Two films recently looked back at points on the spectrum of Baby Boomer history, the Beats in On the Road (MC-56, NFX) and the Weather Underground in The Company You Keep (MC-57, NFX).  I value the former for removing any temptation I might ever have of reading Kerouac.  Attentively directed by Walter Salles, and decently acted, this seems a fair enough adaptation of a book that never interested me in the least.  And now this movie has offered a relatively painless Cliff Notes version, to confirm the lack of interest.  Robert Redford’s film casts little light on a rare radical turn in American history, which is covered much better in the excellent documentary The Weather Underground (2002, MC-77, NFX), but it does rehearse some old arguments in one man’s quest to clear his name, with Sundance at sunset going on the run, and running into the likes of old co-conspirators Susan Sarandon, Chris Cooper, Nick Nolte, Richard Jenkins, and (sigh) Julie Christie.  Meanwhile he’s pursued by hotshot investigative reporter Shia LeBeouf, in a callback to Redford himself in All the President’s Men.  I found this journey much more involving than the Beats’, though I would not call it a good film.

I had less patience for two recent attempts by Americans to do the Masterpiece Theater thing.  Some people enjoyed Quartet (MC-64, NFX), but I could not see why Dustin Hoffman would want to make his first directorial effort on such a thin piece of material, about a group of elder musicians banding together to save their retirement home by giving a concert.  Maybe to work with Maggie Smith and other old pros of British acting -- and they do deliver in their usual way, but the proceedings are remarkably inconsequential.  Roger Michell’s Hyde Park on Hudson (MC-55, NFX) had more potential, with Bill Murray as FDR and Laura Linney as one of his mistresses, and Olivia Williams as Eleanor, as they received the first English king to set foot in America, George VI, suffering his now familiar speech impediment and seeking military support at the start of WWII.  But little of the potential is realized by a nondescript script, and a succession of mild and minor moments.

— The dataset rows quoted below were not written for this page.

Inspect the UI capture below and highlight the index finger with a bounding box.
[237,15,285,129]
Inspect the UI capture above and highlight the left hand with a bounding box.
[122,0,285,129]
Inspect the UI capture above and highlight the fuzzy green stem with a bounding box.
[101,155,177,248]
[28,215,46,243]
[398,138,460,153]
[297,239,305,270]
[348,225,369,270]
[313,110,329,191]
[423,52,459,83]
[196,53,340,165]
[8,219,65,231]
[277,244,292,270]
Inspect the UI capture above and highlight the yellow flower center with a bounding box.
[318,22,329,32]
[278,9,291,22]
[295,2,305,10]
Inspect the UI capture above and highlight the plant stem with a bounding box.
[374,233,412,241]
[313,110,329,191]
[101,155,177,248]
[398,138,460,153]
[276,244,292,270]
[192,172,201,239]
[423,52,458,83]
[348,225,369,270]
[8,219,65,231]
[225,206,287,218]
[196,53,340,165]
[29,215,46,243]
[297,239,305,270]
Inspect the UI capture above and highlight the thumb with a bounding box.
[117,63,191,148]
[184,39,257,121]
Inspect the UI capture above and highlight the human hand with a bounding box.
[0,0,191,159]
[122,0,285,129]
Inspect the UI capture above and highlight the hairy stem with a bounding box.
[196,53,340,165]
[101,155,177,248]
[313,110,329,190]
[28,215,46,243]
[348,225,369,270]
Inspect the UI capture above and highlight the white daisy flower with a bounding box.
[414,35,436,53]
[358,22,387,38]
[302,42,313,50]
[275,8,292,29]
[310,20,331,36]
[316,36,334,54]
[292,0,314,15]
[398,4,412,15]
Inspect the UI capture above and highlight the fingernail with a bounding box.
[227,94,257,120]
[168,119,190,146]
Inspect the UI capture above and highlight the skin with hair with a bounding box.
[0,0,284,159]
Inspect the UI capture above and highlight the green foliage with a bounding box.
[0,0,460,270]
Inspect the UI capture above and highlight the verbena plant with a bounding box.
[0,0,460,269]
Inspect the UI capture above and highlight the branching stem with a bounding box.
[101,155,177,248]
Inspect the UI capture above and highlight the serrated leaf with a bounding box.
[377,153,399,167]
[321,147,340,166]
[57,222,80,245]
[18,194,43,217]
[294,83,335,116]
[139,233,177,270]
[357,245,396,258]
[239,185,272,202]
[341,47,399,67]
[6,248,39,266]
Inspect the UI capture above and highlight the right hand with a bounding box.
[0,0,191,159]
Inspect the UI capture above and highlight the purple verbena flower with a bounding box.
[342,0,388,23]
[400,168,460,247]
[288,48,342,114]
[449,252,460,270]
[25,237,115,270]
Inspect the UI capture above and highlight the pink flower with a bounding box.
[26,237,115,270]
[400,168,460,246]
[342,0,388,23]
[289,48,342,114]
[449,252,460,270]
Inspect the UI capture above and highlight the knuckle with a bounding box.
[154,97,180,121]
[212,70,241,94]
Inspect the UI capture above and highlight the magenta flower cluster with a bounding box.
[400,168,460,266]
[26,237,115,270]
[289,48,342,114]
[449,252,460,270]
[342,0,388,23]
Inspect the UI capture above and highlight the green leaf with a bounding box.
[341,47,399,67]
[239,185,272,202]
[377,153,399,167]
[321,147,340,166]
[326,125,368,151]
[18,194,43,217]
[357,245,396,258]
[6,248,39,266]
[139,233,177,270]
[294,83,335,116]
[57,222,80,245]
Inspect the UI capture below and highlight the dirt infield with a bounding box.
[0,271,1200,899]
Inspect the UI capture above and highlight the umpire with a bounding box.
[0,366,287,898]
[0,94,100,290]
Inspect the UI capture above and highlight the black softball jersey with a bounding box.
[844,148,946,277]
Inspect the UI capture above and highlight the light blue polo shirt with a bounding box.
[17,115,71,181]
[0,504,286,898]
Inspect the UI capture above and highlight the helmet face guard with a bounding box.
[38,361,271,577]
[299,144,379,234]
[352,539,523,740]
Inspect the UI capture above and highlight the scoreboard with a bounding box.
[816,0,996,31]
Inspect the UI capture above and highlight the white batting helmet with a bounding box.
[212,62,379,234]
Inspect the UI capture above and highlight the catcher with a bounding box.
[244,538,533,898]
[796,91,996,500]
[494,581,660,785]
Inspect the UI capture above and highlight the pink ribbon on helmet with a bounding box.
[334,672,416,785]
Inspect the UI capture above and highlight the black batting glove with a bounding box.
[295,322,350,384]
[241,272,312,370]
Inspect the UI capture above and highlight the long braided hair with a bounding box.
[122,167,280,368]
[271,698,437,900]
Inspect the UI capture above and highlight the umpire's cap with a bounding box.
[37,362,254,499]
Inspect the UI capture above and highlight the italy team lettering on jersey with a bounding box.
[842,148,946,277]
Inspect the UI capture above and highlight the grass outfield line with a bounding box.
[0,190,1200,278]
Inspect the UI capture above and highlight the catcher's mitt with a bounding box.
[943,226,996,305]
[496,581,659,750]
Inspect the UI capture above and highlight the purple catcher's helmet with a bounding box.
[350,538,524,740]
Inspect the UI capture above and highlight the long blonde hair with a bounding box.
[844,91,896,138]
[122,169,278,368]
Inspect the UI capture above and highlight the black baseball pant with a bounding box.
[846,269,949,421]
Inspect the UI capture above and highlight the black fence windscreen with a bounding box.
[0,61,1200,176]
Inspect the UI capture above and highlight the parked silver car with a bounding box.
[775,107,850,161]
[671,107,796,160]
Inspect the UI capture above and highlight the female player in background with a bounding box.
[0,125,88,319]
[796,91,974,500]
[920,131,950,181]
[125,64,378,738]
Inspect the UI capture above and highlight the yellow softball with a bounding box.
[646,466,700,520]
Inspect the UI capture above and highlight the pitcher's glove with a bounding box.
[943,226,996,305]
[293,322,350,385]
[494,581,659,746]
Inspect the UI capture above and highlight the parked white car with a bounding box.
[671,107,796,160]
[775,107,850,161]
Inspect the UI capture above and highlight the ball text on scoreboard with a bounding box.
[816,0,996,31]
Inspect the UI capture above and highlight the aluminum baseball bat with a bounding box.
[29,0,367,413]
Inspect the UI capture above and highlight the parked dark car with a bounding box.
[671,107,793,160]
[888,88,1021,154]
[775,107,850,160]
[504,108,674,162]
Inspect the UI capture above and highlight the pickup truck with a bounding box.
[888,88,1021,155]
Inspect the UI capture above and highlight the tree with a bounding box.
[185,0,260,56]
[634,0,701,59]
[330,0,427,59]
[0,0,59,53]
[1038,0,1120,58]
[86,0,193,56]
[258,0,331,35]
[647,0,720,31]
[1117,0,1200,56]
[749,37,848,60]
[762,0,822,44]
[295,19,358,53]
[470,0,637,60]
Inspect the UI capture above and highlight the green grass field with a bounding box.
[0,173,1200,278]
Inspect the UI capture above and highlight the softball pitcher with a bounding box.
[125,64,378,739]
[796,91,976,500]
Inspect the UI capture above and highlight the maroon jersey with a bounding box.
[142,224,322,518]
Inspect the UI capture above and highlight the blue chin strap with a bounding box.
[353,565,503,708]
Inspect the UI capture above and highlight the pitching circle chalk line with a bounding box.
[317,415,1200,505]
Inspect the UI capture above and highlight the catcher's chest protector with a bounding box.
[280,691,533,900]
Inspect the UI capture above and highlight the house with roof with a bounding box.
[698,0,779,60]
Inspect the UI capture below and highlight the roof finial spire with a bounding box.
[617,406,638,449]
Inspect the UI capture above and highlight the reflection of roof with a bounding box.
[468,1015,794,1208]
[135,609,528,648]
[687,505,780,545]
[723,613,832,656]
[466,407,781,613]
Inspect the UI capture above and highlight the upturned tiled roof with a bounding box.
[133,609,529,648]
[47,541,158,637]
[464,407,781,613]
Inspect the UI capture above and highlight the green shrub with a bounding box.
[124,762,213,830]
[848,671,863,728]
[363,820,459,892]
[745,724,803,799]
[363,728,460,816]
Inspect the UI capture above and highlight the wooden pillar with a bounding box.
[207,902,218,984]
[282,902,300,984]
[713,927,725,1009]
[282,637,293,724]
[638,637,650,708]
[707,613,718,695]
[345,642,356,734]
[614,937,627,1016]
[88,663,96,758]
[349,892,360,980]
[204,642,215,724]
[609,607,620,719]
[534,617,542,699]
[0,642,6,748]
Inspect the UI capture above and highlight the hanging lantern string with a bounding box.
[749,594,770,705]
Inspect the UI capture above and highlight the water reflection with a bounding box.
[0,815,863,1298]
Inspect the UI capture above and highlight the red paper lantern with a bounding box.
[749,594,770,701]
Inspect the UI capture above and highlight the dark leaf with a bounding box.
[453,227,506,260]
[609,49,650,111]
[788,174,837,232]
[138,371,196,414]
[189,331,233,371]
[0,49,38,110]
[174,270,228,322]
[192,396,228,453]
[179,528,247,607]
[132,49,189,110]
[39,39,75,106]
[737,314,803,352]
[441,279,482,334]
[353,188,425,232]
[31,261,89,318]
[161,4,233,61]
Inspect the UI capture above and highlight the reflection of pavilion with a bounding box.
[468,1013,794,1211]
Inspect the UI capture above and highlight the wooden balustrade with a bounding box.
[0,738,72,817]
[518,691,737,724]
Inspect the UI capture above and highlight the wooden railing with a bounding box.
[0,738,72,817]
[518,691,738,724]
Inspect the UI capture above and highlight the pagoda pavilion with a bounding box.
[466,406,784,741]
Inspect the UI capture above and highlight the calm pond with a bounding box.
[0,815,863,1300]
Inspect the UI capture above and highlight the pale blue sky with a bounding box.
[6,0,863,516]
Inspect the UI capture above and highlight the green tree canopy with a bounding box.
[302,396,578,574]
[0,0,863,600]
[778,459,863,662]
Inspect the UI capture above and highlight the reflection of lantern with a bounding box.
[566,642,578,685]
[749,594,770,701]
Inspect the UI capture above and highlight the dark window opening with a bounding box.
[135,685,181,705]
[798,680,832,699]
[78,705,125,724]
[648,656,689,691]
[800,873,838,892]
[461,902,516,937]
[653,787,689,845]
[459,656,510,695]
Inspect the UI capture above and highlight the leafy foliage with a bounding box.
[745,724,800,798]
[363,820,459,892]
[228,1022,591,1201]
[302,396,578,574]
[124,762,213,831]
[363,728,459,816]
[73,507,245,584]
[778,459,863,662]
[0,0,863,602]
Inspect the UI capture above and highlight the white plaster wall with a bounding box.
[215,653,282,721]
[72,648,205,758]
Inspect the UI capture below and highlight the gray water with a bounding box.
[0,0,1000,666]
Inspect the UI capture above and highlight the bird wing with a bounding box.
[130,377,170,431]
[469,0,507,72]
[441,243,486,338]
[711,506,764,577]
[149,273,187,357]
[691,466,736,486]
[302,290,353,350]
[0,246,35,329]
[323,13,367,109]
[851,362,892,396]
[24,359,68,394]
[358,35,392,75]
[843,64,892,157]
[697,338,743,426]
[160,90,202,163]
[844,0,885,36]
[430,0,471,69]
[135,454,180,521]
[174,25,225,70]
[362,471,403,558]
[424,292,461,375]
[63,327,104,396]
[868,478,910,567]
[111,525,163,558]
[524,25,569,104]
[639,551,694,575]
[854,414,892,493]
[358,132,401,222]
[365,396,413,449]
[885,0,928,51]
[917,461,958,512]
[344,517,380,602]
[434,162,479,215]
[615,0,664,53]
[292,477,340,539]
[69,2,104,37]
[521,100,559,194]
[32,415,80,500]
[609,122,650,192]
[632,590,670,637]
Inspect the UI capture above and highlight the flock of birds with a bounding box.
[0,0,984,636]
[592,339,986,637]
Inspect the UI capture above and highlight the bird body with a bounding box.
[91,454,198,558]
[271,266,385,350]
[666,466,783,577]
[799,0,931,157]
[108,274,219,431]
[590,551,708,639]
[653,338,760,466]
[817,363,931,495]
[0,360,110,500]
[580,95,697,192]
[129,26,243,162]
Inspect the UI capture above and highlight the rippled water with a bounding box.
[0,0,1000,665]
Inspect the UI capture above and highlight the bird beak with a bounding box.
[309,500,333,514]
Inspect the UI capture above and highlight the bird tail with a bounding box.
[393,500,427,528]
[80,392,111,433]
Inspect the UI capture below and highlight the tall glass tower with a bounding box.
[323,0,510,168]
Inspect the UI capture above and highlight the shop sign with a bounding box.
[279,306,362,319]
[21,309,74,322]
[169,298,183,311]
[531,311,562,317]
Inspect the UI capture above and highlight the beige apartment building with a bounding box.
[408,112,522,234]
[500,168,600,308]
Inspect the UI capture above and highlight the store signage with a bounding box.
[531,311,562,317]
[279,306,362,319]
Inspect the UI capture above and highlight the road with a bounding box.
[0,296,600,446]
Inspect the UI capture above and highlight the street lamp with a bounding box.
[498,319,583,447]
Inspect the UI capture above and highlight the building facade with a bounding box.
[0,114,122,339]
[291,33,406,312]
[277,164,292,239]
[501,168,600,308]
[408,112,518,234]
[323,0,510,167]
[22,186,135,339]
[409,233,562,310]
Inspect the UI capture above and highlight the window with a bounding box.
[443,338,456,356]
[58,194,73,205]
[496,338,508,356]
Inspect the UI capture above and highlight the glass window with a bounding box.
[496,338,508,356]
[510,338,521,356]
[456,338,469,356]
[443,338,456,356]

Into the final phase of this round-up of films from the past twelve months, I have three romantic comedies for mature couples that I frankly cannot recommend.  Meryl Streep and Tommy Lee Jones do breathe some life into David Frankel’s odd little number Hope Springs (MC-65, NFX).  They’re a classic Middle American couple, and she hopes to revive their marriage by luring him on retreat to the eponymous Maine town, where couples therapist Steve Carrell plays his sexual advice oddly straight.  TLJ is obviously resistant, La Streep sweetly persistent, the docking in space becomes mission accomplished.  Is this a message movie, or a comedy?  It’s not really clear, but they are an entertaining couple to spend time with.

We’ll always have Freaks and Geeks, but I fell out with Judd Apatow somewhere on his way to becoming a brand name.  With This is 40 (MC-59, NFX), he manages to be too personal and too commercial at the same time, casting his wife (Sally Mann) and daughters against Paul Rudd as his alter ego, to bring the news of the comic indignities of entering middle age.  Sorry, can’t quite empathize with such upscale angst over a privileged existence, and yet the travails of high school will remain ever fresh.

Given Susanne Bier’s directorial track record, it’s surprising that Love is All You Need (MC-60, NFX) is just as vapid and unmemorable as its title.  Pierce Brosnan and Trine Dyrholm are quite appealing as the mature couple who meet cute on the way to their children’s wedding celebration, on the also appealing Italian coast.  I could only think of it as Momma Mia! without ABBA, though equally forced by musical cues.  It wasn’t painful to watch, but the pleasure was pretty hackneyed.


If you’ve made it this far, you deserve to come away with a pair of hidden gems.  I’m no great fan of women’s tennis, but I was engrossed by two recent, interrelated documentaries, well worth seeking out:  For “American Masters,” the inspiring Billie Jean King (PBS) ranged as far and wide culturally as Billie Jean herself, and I found Venus & Serena (MC-65, NFX) exceptionally engaging, as much for the sororal relationship as for the rock-’em, sock-’em volleys.